Overworld const folding, View(const) refactor, UPat cvar and UPat.const_like redefinition, RANGEIFY=1 Impact, base removal

  • Exploring Overworld Const Folding Strategies: A member is exploring overworld const folding, possibly involving a view(const) refactor, and proposed redefining UPat.cvar and UPat.const_like to match CONST and VIEW(CONST).
    • The aim is to fold expressions like x * 0, but concerns were raised about potential issues with validity and .base proliferation in symbolic computations, as mentioned in this discord thread.
  • Alternative Approach: ALU View Pushing: An alternative approach was suggested, mirroring S-Lykles’s method, which involves adding a upat in kernelize that pushes views directly onto ALUs.
    • This method, along with a special rule for x * 0 (justified by the computational irrelevance of * 0), would allow unmodified symbolic matching.
  • base Removal Advocated: A member strongly advised against the proposed approach, deeming it “super ugly” and advocating for the removal of .base.
    • The discussion also questioned the handling of PAD operations within this context.
  • RANGEIFY=1 as a Potential Simplifier: It was suggested that setting RANGEIFY=1 could lead to a cleaner implementation.
    • However, the project is currently in a transition phase where both the old engine and rangeify are coexisting, creating a state of limbo.

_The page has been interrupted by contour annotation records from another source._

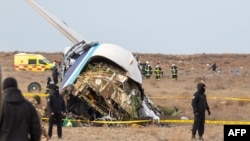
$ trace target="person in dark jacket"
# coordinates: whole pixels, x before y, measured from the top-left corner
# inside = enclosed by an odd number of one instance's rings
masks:
[[[65,115],[65,102],[63,97],[59,94],[59,87],[54,85],[52,93],[48,97],[48,111],[49,111],[49,138],[52,136],[54,121],[57,125],[58,138],[62,138],[62,114]]]
[[[204,82],[198,83],[197,92],[195,92],[193,95],[192,107],[194,113],[194,123],[192,129],[192,139],[195,139],[195,134],[198,130],[199,139],[203,140],[202,135],[204,134],[205,111],[207,110],[208,115],[211,114],[209,106],[207,104],[205,88],[206,86]]]
[[[35,107],[18,89],[15,78],[3,81],[1,141],[40,141],[41,123]],[[17,118],[18,117],[18,118]]]
[[[59,72],[57,70],[57,67],[55,66],[53,68],[53,71],[52,71],[52,78],[53,78],[53,81],[54,81],[54,85],[56,85],[58,83],[58,76],[59,76]]]

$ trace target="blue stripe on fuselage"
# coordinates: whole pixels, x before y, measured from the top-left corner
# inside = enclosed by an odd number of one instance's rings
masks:
[[[74,62],[74,64],[69,68],[69,70],[66,72],[65,76],[63,77],[63,80],[60,84],[60,89],[63,87],[73,84],[75,80],[77,79],[78,75],[81,73],[82,69],[85,67],[87,61],[92,57],[96,49],[99,47],[94,46],[90,48],[88,51],[83,52]]]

Nomic.ai (GPT4All) ▷ #general (3 messages):

GPT4ALL Enterprise vs Free, Model Selection for LocalDocs

  • GPT4ALL Free for Private Model Use: A user inquired about using GPT4ALL for companies wanting to use their AI model privately and securely.
    • Another member clarified that the free version suffices if the company already has its own AI model ready.
  • Model Choice for LocalDocs: A user seeks a model recommendation for building a personal knowledge base from hundreds of scientific papers in PDF format using GPT4All’s LocalDocs feature.
    • The user specifies they have an Nvidia RTX 5090 with 24 GB VRAM and 64 GB RAM and would appreciate reasoning capabilities in the chosen model.